There are more than 7,000 species of frogs in the world. Found everywhere except Antarctica, frogs are grouped into three basic categories. True frogs have moist skin as they must live in or near water. Tree frogs have sticky pads on their feet for climbing. True toads have dry bumpy skin, are more drought tolerant and live mostly on land, but need access to healthy water for egg-laying.

Probably the easiest way to tell the difference between a frog from a toad is by looking at the hind legs and how they move. Toads use their short, squatty legs to hop or walk. Frogs have strong hind legs – longer than the rest of their body, said biologist Sara Hasenstab at the National Zoo’s herpetology department.

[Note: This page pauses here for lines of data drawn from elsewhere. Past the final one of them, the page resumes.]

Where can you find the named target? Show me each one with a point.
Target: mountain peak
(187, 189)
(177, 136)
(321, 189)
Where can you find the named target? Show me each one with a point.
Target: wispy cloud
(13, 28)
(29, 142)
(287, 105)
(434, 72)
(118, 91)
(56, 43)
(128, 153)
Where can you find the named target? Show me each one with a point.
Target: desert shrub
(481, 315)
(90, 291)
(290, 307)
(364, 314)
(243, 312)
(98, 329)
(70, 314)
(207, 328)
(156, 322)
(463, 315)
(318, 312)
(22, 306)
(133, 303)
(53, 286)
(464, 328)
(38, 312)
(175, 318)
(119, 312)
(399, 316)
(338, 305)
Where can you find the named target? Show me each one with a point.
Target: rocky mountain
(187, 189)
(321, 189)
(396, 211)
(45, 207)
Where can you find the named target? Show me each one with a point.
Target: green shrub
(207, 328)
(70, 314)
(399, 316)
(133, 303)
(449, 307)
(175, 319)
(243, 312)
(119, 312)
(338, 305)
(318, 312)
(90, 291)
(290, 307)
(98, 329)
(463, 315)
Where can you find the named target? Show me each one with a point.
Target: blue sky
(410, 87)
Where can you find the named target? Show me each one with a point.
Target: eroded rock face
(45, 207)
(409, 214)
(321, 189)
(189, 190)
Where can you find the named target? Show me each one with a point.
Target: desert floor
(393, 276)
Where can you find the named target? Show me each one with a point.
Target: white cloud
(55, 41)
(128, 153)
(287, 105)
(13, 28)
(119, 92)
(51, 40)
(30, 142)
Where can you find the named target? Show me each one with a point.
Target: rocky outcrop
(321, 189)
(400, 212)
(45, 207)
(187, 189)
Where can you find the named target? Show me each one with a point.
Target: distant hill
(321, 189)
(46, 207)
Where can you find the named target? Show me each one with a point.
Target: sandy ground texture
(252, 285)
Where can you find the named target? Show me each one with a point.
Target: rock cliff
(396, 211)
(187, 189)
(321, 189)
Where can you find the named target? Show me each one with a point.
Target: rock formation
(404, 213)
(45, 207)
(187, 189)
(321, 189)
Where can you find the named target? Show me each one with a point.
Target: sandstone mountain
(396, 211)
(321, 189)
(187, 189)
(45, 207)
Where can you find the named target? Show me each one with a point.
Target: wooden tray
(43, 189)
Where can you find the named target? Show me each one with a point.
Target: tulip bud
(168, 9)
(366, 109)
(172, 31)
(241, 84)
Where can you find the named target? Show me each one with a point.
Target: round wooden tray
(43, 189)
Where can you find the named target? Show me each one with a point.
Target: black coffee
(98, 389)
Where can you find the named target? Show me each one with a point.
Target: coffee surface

Frogs seem like champion jumpers, reaching more than 10 times their length in distance. Imagine if you could jump 10 times your height from a standing position. A kid who is four feet tall could jump more than the length of a school bus!

Scan wetlands looking for frog eggs and tadpoles. Frog eggs are in clusters, while toad eggs form long narrow strands.

Frogs need gentle slopes to the water so they can get in and out easily. Toads are often found in backyard gardens, on a forest floor, or camouflaged in leaves and tree stumps.

It’s mating season now for many frogs, so you can hear the males calling in the evening.

“Toads may even be on your steps, looking for moths under outdoor lights,” Hasenstab said.

Regardless of where you look for frogs, Paternotte said, “close your beak and open your eyes and ears. Stealth is key. The more quietly and thoughtfully you move, the more you will see”.

Find a good frog habitat at a park or nature centre, and play a game: How long can you sit without moving and making a sound? You might be surprised at the types of frogs you’ll see.


– Frogs and toads shed their skin frequently and eat it.

– Both have long, sticky tongues that dart out to grab insects, bringing prey to their mouths in less than a second.

– Frogs and toads seem to blink when eating because their eyes are pulled inward briefly, helping push food down their throats.

– Frogs and toads drink water through their skin via “drinking patches” on their bellies. Signs of illness can indicate water pollution.


You don’t get warts if you handle a toad. “The worst thing that will happen to you,” said naturalist Jeron Winters at Arlington’s Long Branch Nature Centre, “is it will pee on you”.

He cautioned, “Don’t pick up amphibians. They breathe through their skin.” They can be harmed by sprays, lotions or food residue on your hands.

Some frogs and all toads excrete toxins that can harm predators, said National Zoo biologist Sara Hasenstab. “If your dog puts a toad in its mouth, the awful taste and irritation will hopefully teach the dog to leave toads alone,” she said.


Think carefully about getting one as a pet. Never take wild amphibians as pets. Pet shop frogs may be nonnative species and may spread chytrid fungus, which has destroyed more than 500 amphibian species worldwide since the late 1990s. Never release a pet frog or toad into the wild. Enjoy watching frogs in their natural habitats or garden ponds.